Ensemble neural network model for detecting thyroid eye disease using external photographs

Br J Ophthalmol. 2023 Nov;107(11):1722-1729. doi: 10.1136/bjo-2022-321833. Epub 2022 Sep 8.

Abstract

Purpose: To describe an artificial intelligence platform that detects thyroid eye disease (TED).

Design: Development of a deep learning model.

Methods: 1944 photographs from a clinical database were used to train a deep learning model. 344 additional images ('test set') were used to calculate performance metrics. Receiver operating characteristic, precision-recall curves and heatmaps were generated. From the test set, 50 images were randomly selected ('survey set') and used to compare model performance with ophthalmologist performance. 222 images obtained from a separate clinical database were used to assess model recall and to quantitate model performance with respect to disease stage and grade.

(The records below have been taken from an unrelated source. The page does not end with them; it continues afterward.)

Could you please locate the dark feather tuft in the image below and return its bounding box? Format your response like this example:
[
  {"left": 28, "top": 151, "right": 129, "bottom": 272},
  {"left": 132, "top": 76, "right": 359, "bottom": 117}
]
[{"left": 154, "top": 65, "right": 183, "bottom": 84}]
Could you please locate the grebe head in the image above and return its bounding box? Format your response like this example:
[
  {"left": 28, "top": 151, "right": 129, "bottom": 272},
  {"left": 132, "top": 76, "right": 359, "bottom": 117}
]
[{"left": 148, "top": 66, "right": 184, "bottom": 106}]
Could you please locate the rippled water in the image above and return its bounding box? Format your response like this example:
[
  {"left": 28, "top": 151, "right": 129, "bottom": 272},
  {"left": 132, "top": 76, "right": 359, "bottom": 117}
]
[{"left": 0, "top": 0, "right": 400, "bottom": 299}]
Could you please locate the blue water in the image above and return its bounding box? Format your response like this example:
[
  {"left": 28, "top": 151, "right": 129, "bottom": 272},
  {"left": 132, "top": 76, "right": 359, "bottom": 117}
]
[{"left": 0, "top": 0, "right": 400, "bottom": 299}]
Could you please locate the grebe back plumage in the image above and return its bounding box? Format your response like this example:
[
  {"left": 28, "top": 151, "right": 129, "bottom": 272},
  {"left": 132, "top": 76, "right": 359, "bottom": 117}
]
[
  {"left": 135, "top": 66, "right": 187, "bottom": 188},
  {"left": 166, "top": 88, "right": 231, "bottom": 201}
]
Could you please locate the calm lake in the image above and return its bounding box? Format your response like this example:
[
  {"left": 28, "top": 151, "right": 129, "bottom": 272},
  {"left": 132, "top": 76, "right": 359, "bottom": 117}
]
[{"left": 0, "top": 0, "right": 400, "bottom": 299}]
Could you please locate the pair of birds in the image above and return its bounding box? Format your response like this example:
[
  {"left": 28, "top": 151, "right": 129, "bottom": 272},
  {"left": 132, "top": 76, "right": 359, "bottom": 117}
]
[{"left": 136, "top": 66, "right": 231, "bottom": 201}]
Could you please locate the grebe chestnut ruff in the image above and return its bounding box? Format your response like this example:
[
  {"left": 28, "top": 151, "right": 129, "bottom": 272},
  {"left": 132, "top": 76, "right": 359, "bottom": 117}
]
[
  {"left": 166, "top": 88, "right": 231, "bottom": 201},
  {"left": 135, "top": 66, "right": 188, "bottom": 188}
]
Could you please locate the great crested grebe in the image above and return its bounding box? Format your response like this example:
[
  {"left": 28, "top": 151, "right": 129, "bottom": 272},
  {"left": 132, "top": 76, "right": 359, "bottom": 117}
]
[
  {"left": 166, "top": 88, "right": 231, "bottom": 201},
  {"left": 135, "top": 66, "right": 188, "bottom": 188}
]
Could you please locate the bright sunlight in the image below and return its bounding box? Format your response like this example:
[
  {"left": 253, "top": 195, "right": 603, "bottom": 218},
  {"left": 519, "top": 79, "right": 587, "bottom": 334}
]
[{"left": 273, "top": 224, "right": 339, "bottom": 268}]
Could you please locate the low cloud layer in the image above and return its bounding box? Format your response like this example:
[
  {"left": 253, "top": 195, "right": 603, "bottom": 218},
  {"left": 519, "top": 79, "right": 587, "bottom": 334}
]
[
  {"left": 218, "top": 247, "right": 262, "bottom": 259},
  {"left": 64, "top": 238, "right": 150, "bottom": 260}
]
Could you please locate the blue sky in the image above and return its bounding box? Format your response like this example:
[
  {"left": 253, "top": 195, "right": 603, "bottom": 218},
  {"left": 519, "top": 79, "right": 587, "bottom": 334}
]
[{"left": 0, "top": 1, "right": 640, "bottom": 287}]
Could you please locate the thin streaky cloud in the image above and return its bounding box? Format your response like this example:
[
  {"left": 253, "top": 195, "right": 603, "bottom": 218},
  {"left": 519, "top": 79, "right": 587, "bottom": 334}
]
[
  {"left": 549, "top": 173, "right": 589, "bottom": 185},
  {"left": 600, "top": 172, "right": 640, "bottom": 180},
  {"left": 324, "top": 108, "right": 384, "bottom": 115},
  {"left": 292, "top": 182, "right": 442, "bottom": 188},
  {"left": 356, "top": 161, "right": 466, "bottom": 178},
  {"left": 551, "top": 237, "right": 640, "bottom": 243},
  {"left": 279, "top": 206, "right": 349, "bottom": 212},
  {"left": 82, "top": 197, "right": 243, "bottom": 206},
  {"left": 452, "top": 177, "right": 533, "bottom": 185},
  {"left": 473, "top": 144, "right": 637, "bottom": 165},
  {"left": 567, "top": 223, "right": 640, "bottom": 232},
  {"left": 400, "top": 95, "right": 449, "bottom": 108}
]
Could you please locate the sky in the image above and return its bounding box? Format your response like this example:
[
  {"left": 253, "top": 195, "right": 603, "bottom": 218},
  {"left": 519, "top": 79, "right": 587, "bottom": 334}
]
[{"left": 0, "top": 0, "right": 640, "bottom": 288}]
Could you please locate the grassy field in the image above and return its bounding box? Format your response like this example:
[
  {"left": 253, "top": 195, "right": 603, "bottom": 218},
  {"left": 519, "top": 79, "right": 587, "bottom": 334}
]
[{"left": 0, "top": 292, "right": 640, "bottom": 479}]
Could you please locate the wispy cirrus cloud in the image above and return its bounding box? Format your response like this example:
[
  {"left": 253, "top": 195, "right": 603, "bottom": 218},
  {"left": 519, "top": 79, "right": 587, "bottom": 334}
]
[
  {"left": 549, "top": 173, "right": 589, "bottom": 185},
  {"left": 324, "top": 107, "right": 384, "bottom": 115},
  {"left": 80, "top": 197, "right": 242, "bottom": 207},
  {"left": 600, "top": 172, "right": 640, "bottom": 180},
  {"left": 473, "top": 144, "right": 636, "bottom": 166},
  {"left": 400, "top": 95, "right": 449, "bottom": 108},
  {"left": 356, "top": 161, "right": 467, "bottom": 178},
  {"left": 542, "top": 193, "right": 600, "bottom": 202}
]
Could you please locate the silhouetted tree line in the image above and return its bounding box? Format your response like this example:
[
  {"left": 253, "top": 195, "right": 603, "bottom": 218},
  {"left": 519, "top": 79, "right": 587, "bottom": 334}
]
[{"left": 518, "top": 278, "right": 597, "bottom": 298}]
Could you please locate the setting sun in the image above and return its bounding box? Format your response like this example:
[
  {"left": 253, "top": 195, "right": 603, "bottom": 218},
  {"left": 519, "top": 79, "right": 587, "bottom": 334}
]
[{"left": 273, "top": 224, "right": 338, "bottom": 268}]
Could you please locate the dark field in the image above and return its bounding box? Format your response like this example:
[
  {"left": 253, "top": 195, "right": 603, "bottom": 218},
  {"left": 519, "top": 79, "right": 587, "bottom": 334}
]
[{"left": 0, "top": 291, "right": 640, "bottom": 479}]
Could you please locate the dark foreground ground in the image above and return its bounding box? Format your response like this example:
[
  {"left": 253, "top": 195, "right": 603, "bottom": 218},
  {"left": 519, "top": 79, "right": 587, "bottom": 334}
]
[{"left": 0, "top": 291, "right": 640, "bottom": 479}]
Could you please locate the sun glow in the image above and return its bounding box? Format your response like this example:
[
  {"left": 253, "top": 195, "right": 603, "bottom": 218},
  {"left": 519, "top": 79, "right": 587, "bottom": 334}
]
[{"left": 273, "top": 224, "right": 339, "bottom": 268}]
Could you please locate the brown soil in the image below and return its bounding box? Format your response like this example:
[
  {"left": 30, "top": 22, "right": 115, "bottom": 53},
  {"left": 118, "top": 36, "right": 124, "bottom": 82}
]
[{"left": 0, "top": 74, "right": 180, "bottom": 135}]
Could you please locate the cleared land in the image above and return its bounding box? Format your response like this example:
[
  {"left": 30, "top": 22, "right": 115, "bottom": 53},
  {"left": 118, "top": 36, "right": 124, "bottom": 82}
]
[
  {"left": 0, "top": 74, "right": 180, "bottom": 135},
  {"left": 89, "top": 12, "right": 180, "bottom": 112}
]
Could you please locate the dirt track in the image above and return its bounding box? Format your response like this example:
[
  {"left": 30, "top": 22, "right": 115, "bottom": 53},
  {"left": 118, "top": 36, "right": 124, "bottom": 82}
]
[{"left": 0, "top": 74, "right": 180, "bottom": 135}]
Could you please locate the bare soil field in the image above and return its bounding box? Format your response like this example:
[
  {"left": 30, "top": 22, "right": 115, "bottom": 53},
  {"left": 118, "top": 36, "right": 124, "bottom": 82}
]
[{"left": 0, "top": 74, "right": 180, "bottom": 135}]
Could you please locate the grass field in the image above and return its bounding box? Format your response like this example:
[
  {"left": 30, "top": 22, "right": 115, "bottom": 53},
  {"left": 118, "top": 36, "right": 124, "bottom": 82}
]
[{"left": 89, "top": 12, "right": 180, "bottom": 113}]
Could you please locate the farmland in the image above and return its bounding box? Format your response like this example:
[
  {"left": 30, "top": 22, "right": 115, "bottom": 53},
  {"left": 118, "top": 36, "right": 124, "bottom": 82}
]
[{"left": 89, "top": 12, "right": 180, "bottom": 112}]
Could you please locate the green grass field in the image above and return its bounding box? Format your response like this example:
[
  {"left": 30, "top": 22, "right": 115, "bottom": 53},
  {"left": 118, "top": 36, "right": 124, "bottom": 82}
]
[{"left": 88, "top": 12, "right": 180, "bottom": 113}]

Results: The model achieved test set accuracy of 89.2%, specificity 86.9%, recall 93.4%, precision 79.7% and an F1 score of 86.0%. Heatmaps demonstrated that the model identified pixels corresponding to clinical features of TED. On the survey set, the ensemble model achieved accuracy, specificity, recall, precision and F1 score of 86%, 84%, 89%, 77% and 82%, respectively. 27 ophthalmologists achieved mean performance of 75%, 82%, 63%, 72% and 66%, respectively. On the second test set, the model achieved recall of 91.9%, with higher recall for moderate to severe (98.2%, n=55) and active disease (98.3%, n=60), as compared with mild (86.8%, n=68) or stable disease (85.7%, n=63).

Conclusions: The deep learning classifier is a novel approach to identify TED and is a first step in the development of tools to improve diagnostic accuracy and lower barriers to specialist evaluation.

Keywords: Diagnostic tests/Investigation; Imaging; Orbit; Telemedicine.